There's one point that might require it to do so -- the uffd daemon will
need to work in 2 phases. The first one is when he will accept uffds from
the restoring processes. And the second one is when he will serve #PFs
and inject arriving pages back. We need to know where the stage one ends
and stage two starts. And we need to know when stage two ends too. All this
might require the uffd daemon to to at least the amount of processes it
have to deal with and the lazy regions he will have to fill with data.

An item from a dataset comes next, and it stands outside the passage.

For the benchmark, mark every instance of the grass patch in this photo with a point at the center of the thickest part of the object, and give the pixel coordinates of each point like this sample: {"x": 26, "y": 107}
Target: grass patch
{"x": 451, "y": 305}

In turn, this knowledge sits in the images directory so uffd daemon might
still need to read one.

> From how
> I see it this would lead to a similar solution like the one implemented
> in my first remote lazy restore patchset. Only based on the
> page-server protocol.
> 
> Thinking more about how the protocol needs to be implemented between
> dump side and uffd daemon it also sounds like the uffd daemon, which is
> now only forwarding pages and userfault requests, will/should lose the
> ability to read local checkpoint directories. It will only be used for
> forwarding pages. A lazy-restore with source and destination on the same
> machine will then probably also require to forward the pages through the
> local uffd-page-forwarding-daemon.
> 
> So the above is the result of my thoughts about what it means that the
> LRU data only exists on the dump side. This is not (yet) what I am
> proposing to do, it is just what I think this might lead to.

-- Pavel